Streaming MongoExport to Blob Store (S3)

UseCase: Take a one-time mongoexport of a 1 TB sharded dataset from mongo cluster and upload to azure blob/s3.
Challenges:
- CPU: Heavy %cpu consumption
- Memory: Moderate
- Disk: Heavy IOPS consumption, Large Disk provisioning
Solutions:
- Simplest solution would be taking mongoexport dump onto disk and then upload to azure blob.
Problem: Needs > 1 TB disk space and much more IOPS. Slow.
Improvement: Parallelise mongoexport process per shard - Better one is to stream output of mongoexport (from each shard) to azure blob per shard.

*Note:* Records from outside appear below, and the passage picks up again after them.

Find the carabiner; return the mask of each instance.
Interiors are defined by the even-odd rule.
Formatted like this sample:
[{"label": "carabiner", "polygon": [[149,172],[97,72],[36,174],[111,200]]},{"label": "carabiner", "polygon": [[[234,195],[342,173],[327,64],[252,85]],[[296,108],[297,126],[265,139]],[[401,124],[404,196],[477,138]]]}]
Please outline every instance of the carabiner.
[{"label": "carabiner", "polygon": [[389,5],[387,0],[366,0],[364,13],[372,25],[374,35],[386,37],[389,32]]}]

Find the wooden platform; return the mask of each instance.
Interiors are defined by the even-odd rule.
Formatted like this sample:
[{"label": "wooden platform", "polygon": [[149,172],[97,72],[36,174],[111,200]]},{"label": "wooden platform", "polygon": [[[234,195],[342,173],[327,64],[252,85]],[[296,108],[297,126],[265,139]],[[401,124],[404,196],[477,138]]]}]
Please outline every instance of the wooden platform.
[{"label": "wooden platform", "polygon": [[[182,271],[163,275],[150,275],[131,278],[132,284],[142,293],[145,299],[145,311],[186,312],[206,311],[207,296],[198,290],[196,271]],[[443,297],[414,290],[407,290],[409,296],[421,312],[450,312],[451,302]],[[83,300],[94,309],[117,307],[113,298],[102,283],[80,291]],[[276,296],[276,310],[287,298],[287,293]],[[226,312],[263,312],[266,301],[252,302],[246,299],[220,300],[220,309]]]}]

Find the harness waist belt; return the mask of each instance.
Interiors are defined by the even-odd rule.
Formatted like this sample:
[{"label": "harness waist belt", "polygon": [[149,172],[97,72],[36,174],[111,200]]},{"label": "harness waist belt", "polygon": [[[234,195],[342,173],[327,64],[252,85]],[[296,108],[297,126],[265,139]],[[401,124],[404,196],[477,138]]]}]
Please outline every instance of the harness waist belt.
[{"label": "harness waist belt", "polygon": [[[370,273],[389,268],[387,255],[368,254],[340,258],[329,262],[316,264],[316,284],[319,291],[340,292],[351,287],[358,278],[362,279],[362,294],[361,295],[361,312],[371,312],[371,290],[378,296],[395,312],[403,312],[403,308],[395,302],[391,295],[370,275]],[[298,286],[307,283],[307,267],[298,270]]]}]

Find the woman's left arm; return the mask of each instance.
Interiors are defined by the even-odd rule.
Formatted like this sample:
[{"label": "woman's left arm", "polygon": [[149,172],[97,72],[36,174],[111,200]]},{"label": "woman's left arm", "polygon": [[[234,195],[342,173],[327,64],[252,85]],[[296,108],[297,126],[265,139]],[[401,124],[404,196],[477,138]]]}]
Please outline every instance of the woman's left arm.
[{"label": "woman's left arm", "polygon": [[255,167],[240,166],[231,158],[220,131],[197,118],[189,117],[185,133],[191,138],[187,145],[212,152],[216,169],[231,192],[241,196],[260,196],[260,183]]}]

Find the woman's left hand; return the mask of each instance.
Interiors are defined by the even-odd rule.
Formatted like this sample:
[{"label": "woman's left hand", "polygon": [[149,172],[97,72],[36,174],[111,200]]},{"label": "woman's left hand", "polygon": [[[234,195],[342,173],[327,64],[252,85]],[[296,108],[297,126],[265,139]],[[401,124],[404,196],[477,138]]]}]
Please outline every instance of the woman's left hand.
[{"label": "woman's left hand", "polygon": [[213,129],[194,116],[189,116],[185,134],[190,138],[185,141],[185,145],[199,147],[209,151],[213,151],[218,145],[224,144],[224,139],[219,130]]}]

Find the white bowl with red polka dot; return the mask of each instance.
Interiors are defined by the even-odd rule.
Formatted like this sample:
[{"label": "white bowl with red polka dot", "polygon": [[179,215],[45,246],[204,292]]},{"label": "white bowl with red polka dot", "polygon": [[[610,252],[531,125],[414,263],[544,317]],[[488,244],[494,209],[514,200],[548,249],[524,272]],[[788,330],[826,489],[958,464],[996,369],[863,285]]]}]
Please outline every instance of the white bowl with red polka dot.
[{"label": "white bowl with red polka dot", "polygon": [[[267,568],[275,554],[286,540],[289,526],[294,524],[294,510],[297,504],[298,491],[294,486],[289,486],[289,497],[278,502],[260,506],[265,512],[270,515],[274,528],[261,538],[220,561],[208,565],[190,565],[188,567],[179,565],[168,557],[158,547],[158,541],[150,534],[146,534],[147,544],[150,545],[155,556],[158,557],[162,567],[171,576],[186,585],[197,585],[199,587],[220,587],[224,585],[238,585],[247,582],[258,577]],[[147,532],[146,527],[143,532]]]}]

mongoexport --host=$ip --db=$db --collection=$collection | python tap.py $db.$collection.$shard $location

tap.py :
python script that takes in stdin stream and writes onto s3 blob without consuming significant amount of resources (disk/memory). Library used: https://github.com/RaRe-Technologies/smart_openConclusion:
Had issue with this approach where cpu was not sufficient and complete dataset was not ingested into blob. Over provisioning worked.
With 12 shards and each mongo-export (on each shard) spawning 4 processes, a total of 48 processes were spawned. So, I used 48 core machine for streaming the 1 TB collection from mongo to azure blob.
Instance Used : 48 cores, 96 GB Mem
CPU utilised : 30% — 33%
RAM utilised : 7% — 10%
Total Time : 4–5 hrs